Now, engineers at Sandia National Laboratories are conducting the largest model-scale wave energy testing of its kind to improve the performance of wave-energy converters (WECs). The project is taking place at the U.S. Navy’s Maneuvering and Sea Keeping facility at the Carderock Division in Bethesda, Maryland, one of the largest wave tanks in the world at 360 feet long and 240 feet wide and able to hold 12 million gallons of water.
The largest model-scale wave energy testing of its kind is being performed by Sandia National Laboratories at the Navy’s Maneuvering and Sea Keeping facility at the Carderock Division in Bethesda, Maryland. Photo courtesy of Sandia National Laboratories
Sandia project leads Ryan Coe and Giorgio Bacelli spend long days in the dark wave tank, where minimal lighting reduces the growth of algae in the water. They are collecting data from their numerical modeling and experimental research to benefit wave energy technology with improved methodologies, strategic control systems design and testing practices for wave energy converters.
“Our goal is to improve the economic viability of these devices,” said Coe. “In order to do so, we are working out ways to control the WEC’s generator to increase the amount of power it absorbs. At the same time, we are looking at how to reduce the loads and stresses on these devices in harsh conditions to ultimately lengthen a WEC’s lifespan in the water.”
Coe said numerous initial studies estimate that improving control of the WECs’ generators can dramatically increase energy absorption by as much as 300 percent. Transitioning these simplified studies to more realistic large-scale devices is the challenge at hand.
To control the dynamics for better, faster results in the wave tank, Coe and Bacelli are using modeling and control methods that have been successful in other industries, such as in the aerospace industry.
“The systems we used have been around for a while, but strangely enough they had never been applied to wave energy converters,” Bacelli said. “So far, we know the techniques we are using are more efficient and cost-effective than existing methods. We are getting more information in a fraction of the time.”
Now that Sandia has completed the first round of analyses in the water, Coe said the goal is to process all the collected data to develop a new, enhanced model that will make sure the next test yields even more valuable results.

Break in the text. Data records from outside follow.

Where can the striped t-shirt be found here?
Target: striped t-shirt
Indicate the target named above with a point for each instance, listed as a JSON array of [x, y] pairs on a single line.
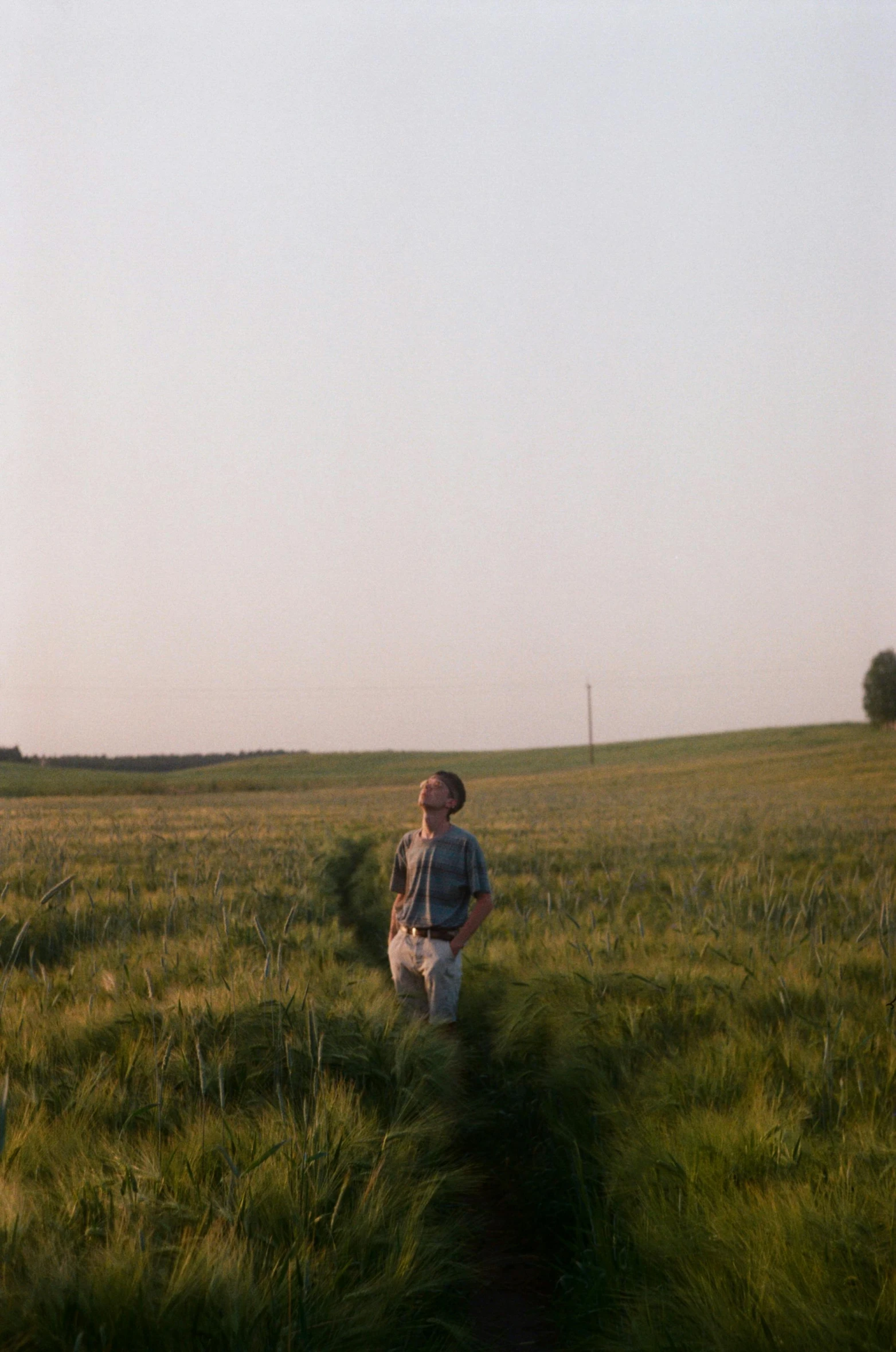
[[438, 877]]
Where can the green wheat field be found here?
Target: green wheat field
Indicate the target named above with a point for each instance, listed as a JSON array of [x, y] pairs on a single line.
[[678, 1052]]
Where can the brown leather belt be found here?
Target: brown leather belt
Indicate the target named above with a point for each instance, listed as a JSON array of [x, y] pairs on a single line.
[[432, 932]]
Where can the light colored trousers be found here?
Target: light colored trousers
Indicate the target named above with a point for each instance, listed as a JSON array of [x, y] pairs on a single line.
[[428, 976]]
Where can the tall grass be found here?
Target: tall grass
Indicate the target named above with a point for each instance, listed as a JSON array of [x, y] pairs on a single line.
[[679, 1060], [217, 1132]]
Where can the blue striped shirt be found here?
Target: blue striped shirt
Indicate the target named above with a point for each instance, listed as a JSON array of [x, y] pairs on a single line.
[[438, 877]]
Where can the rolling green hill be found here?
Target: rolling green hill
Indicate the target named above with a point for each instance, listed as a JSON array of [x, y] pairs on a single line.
[[827, 749]]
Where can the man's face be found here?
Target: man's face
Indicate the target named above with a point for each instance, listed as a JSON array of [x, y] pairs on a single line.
[[434, 792]]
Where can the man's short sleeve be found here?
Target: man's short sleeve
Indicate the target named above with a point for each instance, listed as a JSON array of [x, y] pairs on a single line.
[[478, 873], [399, 881]]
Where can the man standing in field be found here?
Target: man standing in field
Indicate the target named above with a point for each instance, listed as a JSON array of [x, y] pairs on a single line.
[[436, 873]]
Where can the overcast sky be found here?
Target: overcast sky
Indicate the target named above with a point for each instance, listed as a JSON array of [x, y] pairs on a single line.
[[377, 373]]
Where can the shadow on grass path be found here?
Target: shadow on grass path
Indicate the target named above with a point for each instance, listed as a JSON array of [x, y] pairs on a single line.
[[510, 1308]]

“Make no mistake, these are extremely complex machines,” Bacelli said. “They have to be fine-tuned continuously because ocean waves are constantly changing. With this setup at the Navy’s facility, we have a unique opportunity to study the problems and quantify the effects. We want to help the industry by offering solutions to the challenges the wave energy world is facing.”
Sandia’s continuing wave energy project, Advanced WEC Dynamics and Controls, kicked off in 2013 and is funded by the Office of Energy Efficiency and Renewable Energy.
Innovations from Sandia’s Water Power Technologies Program advance our nation’s energy security by making renewable energy more economically feasible. Contributions include WEC-Sim, an open source code for modelling the performance of wave energy converters, extreme-conditions modeling and tidal and turbine modeling. Sandia researchers serve as advisers and judges for the Department of Energy’s Wave Energy Prize competition.